WA Sì, penso che sia la definizione più bella che abbia mai incontrato di “casa degli antenati”: il luogo dove riposano i resti dei tuoi antenati. Dei tre personaggi del libro, Dinizulu è quello più devastato dall’esilio. O forse non è tanto l’esilio in sé a devastarlo, quanto il ritorno dall’esilio. Come tutti e tre, torna in una patria che non esiste più. Nel suo caso, il regno è stato deliberatamente smembrato, il suo popolo disperso. È sparito. E ne soffre profondamente, perché non può veramente tornare a casa. Questo, in sostanza, lo uccide. Le cronache del tempo dicono che è morto di crepacuore -e non ho mai letto una descrizione più esatta della morte di qualcuno-. È stato consumato dal dolore. Ma alla fine è stato sepolto con i suoi antenati, dove riposava suo padre. Quindi, in un certo senso, è tornato a casa, ma solo nel modo in cui tutti noi torniamo a casa: attraverso la morte.

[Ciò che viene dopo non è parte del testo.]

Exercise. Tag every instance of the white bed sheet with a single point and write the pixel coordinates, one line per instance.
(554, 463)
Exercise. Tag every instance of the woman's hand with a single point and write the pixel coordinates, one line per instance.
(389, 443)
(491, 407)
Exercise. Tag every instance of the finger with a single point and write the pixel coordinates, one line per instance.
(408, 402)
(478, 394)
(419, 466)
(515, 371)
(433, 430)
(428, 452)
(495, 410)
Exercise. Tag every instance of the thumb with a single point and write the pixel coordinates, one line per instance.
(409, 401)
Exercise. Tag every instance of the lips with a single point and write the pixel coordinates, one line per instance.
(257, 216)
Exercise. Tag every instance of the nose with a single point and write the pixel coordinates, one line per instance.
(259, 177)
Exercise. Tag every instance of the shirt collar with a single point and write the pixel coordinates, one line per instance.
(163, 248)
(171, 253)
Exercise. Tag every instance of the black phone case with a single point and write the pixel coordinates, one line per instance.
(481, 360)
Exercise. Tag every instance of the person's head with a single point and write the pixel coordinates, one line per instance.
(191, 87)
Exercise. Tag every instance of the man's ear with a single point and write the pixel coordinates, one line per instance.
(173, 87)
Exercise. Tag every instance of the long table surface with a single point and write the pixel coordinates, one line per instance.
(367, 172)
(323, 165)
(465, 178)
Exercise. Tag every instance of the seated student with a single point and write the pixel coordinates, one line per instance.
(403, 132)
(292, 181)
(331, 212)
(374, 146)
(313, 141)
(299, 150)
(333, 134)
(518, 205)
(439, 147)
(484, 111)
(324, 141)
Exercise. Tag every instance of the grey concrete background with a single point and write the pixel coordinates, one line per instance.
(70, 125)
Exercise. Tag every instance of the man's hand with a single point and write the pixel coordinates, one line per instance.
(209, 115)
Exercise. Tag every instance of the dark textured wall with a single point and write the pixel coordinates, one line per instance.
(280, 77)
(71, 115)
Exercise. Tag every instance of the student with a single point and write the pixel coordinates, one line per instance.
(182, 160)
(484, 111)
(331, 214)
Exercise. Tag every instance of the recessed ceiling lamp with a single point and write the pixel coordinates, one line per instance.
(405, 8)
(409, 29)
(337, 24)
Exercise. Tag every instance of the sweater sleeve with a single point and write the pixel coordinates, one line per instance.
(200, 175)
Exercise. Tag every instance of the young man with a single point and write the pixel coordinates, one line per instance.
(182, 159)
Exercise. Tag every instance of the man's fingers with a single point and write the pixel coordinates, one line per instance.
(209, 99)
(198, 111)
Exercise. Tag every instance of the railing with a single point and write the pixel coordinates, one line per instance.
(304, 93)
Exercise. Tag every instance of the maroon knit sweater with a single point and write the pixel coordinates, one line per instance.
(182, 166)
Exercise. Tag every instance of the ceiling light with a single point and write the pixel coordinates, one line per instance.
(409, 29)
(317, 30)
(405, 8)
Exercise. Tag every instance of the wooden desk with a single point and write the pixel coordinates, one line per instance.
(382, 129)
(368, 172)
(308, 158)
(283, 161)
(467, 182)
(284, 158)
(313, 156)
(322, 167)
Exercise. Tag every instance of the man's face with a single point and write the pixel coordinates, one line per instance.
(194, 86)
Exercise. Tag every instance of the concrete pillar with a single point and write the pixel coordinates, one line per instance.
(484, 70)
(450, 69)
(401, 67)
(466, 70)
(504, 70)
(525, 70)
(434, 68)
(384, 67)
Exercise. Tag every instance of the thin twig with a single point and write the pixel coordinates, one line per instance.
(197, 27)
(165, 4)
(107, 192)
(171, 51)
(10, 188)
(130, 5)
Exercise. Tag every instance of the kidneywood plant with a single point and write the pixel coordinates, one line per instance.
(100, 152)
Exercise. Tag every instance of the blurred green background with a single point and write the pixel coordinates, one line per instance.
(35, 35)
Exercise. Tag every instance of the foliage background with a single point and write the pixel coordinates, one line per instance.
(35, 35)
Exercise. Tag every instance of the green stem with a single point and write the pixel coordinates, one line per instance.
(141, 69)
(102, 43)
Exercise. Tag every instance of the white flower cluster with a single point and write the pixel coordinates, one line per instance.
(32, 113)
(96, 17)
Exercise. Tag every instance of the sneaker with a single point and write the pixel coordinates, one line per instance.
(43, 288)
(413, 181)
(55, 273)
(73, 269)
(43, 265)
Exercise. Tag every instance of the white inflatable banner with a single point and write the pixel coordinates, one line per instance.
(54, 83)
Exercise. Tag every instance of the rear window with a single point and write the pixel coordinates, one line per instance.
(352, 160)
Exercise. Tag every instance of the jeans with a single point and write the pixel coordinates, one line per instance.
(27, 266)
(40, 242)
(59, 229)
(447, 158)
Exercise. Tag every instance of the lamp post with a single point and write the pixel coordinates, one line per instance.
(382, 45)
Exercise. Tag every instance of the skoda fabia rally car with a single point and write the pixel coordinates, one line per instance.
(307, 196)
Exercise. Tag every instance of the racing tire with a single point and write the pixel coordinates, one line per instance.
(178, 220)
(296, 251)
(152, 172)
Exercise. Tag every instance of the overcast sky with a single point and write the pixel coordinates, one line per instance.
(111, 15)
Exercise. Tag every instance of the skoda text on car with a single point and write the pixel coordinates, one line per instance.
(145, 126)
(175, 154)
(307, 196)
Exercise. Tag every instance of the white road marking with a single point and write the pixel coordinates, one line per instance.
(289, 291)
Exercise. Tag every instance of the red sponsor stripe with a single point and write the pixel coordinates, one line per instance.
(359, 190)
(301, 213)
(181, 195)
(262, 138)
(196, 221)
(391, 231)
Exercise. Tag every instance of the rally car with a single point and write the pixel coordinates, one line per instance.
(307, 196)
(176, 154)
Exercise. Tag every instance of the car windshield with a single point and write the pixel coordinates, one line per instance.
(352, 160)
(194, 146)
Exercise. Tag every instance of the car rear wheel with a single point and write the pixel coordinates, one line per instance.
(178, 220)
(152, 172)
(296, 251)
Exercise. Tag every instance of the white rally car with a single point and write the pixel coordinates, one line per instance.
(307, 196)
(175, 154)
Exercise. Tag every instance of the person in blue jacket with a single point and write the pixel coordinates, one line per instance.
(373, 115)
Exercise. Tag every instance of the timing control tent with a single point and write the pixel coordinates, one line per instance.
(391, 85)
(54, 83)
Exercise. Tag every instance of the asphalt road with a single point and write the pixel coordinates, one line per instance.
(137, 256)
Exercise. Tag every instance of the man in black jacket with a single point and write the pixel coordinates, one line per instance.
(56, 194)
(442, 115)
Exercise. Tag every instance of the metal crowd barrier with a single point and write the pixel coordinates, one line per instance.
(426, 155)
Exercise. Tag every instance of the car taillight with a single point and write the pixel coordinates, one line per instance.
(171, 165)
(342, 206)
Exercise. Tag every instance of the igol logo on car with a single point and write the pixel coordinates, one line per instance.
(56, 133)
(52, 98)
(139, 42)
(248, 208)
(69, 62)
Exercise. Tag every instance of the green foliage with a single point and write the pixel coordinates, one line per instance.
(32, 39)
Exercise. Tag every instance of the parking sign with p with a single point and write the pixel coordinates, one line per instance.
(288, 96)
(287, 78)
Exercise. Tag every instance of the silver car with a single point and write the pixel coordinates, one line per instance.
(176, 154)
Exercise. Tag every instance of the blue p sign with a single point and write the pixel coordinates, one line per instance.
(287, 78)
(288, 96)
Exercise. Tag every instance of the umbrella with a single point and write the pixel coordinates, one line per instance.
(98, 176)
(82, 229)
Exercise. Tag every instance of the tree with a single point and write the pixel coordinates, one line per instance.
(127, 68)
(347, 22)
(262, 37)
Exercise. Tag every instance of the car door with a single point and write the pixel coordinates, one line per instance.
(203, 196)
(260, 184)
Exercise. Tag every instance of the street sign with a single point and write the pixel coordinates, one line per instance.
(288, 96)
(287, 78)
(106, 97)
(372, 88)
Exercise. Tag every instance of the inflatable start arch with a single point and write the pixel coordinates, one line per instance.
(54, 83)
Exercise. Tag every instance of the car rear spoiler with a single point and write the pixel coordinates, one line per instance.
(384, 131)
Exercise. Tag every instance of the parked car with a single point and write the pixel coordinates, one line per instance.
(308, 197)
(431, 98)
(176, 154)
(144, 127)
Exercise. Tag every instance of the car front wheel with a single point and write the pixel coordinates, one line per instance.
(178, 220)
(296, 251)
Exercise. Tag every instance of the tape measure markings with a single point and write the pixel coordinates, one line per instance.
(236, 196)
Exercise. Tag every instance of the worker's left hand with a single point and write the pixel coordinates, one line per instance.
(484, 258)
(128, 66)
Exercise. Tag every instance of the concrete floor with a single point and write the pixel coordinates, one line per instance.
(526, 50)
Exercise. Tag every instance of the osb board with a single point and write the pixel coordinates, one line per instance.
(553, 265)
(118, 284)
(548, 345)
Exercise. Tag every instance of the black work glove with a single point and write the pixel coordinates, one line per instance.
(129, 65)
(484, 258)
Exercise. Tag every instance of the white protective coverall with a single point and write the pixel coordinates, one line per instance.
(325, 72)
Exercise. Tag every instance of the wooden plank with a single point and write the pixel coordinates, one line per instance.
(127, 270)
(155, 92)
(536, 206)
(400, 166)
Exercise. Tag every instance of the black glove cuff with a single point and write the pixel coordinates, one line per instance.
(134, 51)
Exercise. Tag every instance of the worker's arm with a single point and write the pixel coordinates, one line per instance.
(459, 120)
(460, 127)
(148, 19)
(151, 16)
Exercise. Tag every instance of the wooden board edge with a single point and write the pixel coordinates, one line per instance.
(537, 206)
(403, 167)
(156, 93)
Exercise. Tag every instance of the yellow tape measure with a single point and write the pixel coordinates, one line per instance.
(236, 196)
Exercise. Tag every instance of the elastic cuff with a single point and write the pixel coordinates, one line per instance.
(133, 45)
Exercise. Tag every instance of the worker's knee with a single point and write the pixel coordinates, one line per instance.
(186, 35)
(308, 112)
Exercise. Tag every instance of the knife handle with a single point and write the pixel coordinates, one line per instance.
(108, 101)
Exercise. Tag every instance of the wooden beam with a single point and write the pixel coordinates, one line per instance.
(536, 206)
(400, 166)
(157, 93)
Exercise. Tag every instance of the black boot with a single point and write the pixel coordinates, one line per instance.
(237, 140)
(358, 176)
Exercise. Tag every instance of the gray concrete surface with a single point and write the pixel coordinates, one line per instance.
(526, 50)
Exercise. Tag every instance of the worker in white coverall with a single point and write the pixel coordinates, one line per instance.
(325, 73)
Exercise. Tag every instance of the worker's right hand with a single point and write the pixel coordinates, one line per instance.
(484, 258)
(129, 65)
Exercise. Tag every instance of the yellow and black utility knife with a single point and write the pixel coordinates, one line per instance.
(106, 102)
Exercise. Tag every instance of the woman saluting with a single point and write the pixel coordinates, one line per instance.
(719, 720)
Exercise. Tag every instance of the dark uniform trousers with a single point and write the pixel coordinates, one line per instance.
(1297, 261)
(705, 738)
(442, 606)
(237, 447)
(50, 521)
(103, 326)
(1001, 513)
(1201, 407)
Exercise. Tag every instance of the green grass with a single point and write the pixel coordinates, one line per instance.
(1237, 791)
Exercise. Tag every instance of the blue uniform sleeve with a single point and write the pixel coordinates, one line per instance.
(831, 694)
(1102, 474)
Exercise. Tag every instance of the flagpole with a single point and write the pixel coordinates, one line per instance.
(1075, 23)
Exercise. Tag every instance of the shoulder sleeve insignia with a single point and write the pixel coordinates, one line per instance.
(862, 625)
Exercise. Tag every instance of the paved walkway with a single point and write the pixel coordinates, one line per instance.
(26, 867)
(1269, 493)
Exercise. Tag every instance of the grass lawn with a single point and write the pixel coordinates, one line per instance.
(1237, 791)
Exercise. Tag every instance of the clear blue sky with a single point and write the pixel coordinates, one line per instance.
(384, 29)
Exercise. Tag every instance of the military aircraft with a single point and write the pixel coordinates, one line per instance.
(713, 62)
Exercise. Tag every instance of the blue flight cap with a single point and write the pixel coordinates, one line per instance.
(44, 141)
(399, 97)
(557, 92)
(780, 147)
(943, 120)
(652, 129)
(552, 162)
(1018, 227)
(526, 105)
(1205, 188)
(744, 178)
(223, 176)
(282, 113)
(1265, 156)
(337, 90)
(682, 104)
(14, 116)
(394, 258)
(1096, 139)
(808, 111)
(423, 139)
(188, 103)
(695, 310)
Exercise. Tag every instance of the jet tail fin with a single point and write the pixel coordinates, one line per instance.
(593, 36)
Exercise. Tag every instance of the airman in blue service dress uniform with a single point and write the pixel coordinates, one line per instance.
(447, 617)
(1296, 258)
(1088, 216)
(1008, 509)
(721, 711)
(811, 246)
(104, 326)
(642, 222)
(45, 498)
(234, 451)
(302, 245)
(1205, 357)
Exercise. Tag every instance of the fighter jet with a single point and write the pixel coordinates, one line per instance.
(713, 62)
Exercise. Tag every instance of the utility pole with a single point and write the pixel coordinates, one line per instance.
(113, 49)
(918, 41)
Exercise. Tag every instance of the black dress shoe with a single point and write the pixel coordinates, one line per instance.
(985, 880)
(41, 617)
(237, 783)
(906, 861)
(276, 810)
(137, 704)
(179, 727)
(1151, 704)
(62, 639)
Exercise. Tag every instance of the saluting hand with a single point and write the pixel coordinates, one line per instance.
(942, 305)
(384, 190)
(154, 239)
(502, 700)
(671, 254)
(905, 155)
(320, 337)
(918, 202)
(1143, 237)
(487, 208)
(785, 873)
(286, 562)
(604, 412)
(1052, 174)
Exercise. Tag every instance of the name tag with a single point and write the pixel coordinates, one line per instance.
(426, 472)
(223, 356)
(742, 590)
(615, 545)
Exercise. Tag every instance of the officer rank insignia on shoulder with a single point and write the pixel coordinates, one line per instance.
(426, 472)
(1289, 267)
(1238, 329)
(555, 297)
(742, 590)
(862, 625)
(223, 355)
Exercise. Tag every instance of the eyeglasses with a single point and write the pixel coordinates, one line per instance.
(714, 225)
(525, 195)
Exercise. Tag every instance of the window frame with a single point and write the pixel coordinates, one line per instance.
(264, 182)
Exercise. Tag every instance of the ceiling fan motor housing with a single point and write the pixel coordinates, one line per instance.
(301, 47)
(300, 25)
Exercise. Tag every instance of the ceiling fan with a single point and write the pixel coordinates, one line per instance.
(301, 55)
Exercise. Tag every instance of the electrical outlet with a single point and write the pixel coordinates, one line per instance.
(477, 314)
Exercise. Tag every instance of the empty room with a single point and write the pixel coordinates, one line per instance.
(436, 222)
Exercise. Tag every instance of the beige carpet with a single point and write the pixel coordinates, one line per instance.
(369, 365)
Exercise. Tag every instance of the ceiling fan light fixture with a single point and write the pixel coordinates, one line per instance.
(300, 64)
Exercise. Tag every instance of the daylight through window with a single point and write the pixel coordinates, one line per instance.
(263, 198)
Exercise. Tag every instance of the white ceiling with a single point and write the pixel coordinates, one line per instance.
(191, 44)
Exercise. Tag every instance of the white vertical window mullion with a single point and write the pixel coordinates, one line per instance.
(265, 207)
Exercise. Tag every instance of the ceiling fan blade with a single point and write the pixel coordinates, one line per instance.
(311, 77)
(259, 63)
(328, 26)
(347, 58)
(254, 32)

Un’ultima domanda sulla natura. Nel libro, gli animali sembrano avere un ruolo simbolico ricorrente. Vediamo le oche e gli albatros con Louise Michel, gli uccelli “barbuti”, le falene di Sant’Elena. Che ruolo hanno per lei questi incontri? Riflettono non solo il paesaggio fisico ma anche quello emotivo dell’esilio?
WA Credo che rivelino un altro tipo di separazione: l’idea che gli animali siano esiliati da noi, ma anche che noi, forse fin dai tempi biblici, siamo esiliati dalla natura stessa. C’è una nostalgia per una comunità a cui non possiamo più accedere pienamente. Louise Michel, per esempio, fin da bambina era animata da un profondo amore per gli animali. Racconta degli uccelli durante il viaggio, albatros a cui veniva tagliata la gola e lasciati morire appesi. La sua compassione era universale. Non sopportava la crudeltà, che fosse verso le persone o verso gli animali, nemmeno verso i nemici. E poi c’è la falena a Sant’Elena. L’ho scoperta con il mio amico Tim. Non era mai stata vista o registrata prima. Leggo spesso quel passaggio durante le presentazioni. Per molto tempo non sapevo perché quella falena dovesse stare nel libro, ma sapevo che doveva starci. Alla fine, credo che abbia una funzione allegorica: parla di libertà, fuga, trasformazione, volare nel cielo notturno. Quindi sì, il mondo non umano deve far parte della narrazione, soprattutto oggi, in questo momento di crisi ecologica.